If you want a plug-in hybrid flavour of either car, you’ll need to wait for the Leon Cupra eHybrid or new Golf GTE, both coming later this year with 242bhp of petrol-electric power and 37 miles of battery-powered running. BMW’s e-strategy is muddier – there’s no hybrid version of the 1 (plug-in or otherwise), but the X1 and 2 Series Gran Tourer MPV (yuk) are both sold with a plug. Since the 118i doesn’t have a starter-generator motor, it’ll cost you an extra £150 annually as your company wheels, vs the VW.
The Leon’s straight-line punch is reedier than the 48-volt hybrid-assisted Golf’s, being 40lb ft and 20bhp worse off, but the Seat counters with a touch more poise and a smidge more agility. As usual, the differences between the VW Empire’s badge-engineered families are subtle, but detectable. You don’t need the Seat’s risible “Hola!” greeting in the puddle light to know it’s the perkier machine.
This Leon FR is £7,000 cheaper as tested than the hi-vis Golf, and the gap between them isn’t seven grand these days. Sure, the Seat’s trim is a bit ropier, and it’s somewhat noisier inside. But when the Spaniard can counter with smarter looks, keener handling, roomier rear seats, identical on-board tech, boot space and running costs, you have to ask if VW hasn’t nobbled itself by sharing everything it’s learned making Golfs 1-7 with its foster kids.
The Golf has no vices about its drive. Like the Mk7, it feels sure-footed and drama-free, if a bit stodgy. It’s utterly planted on the motorway, serenely polite and comfortable. It’s so ‘right’, VW’s not bothered with multiple driving modes.

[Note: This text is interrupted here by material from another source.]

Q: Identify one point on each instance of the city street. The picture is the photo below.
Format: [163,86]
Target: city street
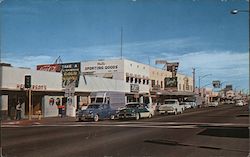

The control weights are as slick and consistent as the thunk when you close the door. It’s a quality item, and obviously a very well-engineered product. But when you can get hold of a better-looking, keener-steering alternative with the same fundamentals and save seven grand in the process – or opt into a less vanilla rival with a corking drive and a logical cockpit – the Golf suddenly isn’t the default choice any more.
“What car should I buy?” “Erm, pity that new BMW 1 Series is so flipping ugly, because actually…” doesn’t quite have the same ring to it.